Andy Field is a doctor with a distinctive remedy for an ailing health service. Stephen Lewis met him
ANDY Field has a vivid image to describe the way the health service operates. "A lot of what we do, so-called 'heroic medicine', is catching people once they've fallen off the trapeze," he says. "My view is that once they've fallen, you're never really going to get them back on. Is that really where we should be focusing our effort? On expensive intervention? We need to be thinking hard about prevention instead."
He's clearly not a great fan of 'heroic medicine' - expensive drugs, expensive operations, poisoning people with toxic drugs or cutting them open in order to make them well. He's much more in favour of a gentler approach: one that focuses on stopping people getting ill in the first place, keeping them out of hospital. And that's despite his five-year training as a surgeon.
Heart patients waiting for those life-saving operations - or cancer patients whose lives depend on the drugs which will kill off their cancer - are unlikely to agree, of course. But what about if they'd never become ill in the first place?
Dr Field became disillusioned with the 'patch 'em up and turn 'em out' approach while working as a surgeon in the South East.
"I realised I was a little bit like the boy with his finger in the dike. Someone comes down, you operate, they leave. Then two people come down. You treat them, they go. Three people come. Same thing. Then eventually you realise you cannot save them all. You've got to start looking at prevention."
The realisation that however much money you throw at the health service you're never going to keep up with demand is beginning to find wider acceptance.
As is the fact that there may be something fundamentally wrong with the way the NHS is organised.
A Public Health Laboratory Service report published earlier this month revealed the NHS spends £1 billion a year treating people for infections they contract while they are in hospital.
Andy Field, who gave up being a surgeon to train as a GP in York believing that would put him at the front-line of preventative work, would add that a lot of money is also being spent on drugs to treat the symptoms caused by other drugs.
It's time, he says, for a change in thinking - away from the knee-jerk prescription of expensive drugs and procedures.
"We tend to focus on Intensive Care beds, high-technology interventions like heart transplants, liver transplants etc. But for every heart transplant you could employ at least one really well-trained nurse or health education worker doing really good work in the community on long-term prevention."
Senior health workers in North Yorkshire insist that there is an increasing emphasis on preventative measures.
Dr Neil Maskrey, a North Yorkshire public health consultant as well as practising GP, admits that £68 million a year is spent on drugs in North Yorkshire alone.
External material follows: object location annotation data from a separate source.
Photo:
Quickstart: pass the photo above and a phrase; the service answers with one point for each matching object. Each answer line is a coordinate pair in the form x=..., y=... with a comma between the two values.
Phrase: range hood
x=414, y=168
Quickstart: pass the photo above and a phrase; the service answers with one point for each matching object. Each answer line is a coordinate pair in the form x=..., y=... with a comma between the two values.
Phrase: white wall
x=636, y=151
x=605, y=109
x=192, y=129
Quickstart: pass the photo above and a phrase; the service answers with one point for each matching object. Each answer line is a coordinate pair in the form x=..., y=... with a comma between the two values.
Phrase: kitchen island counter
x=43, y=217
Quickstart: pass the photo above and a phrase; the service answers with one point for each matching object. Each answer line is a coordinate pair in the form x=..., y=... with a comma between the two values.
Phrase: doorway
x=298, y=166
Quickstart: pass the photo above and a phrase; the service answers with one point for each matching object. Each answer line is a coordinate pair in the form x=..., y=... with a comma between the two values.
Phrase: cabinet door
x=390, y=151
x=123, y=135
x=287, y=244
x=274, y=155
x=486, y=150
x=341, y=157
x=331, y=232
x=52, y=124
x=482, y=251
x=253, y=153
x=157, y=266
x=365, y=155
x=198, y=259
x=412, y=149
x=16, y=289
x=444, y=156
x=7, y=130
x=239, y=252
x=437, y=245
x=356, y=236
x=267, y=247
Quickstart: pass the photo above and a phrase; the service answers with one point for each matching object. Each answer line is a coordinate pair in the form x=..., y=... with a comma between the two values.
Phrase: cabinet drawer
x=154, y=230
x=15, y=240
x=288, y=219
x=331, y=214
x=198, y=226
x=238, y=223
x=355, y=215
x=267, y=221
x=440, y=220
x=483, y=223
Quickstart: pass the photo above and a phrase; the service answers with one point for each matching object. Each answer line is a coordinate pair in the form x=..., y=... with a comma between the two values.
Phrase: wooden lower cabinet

But he, and other senior family doctors like York GP Dr Bob Markham, chairman of the York Primary Care Group, point out a significant proportion of that is spent on drugs that do prevent people becoming ill: such as medicines to lower cholesterol levels in those at risk of heart attack.
On top of that, there are plenty of local health improvement and health promotion initiatives to encourage people about the benefits of healthy lifestyles, more exercise, better eating and giving up smoking.BUT Dr Field isn't satisfied. He wants our whole approach to medicine to change and broaden. He'd like health education to begin in primary school - and for a range of 'alternative' or complementary therapies such as osteopathy, acupuncture and homeopathy to be brought within the NHS fold alongside orthodox medicine.
"We live in busy, hectic, toxic times," he said. "People work harder and harder, have less and less time for exercise. Illness is about lifestyle. Health is not purely a scientific endeavour. Human beings are not technical, clockwork machines. They need time and care."
It won't happen overnight, he admits. Many orthodox doctors still reject the idea of complementary therapies, pointing out practitioners aren't always properly trained or accredited, and that there's little scientific evidence that many of the more exotic therapies work.
Andy Field points out that the scientific trials which provide evidence for the effectiveness of expensive, orthodox drugs are often funded by the very drug companies who stand to profit if they are approved for use - a clear conflict of interest, he says. And there is, he insists, real evidence that some complementary therapies do work.
"It is a culture jump for GPs to trust other health providers with their patients," he admitted. "And there are issues of accreditation of some alternative practitioners.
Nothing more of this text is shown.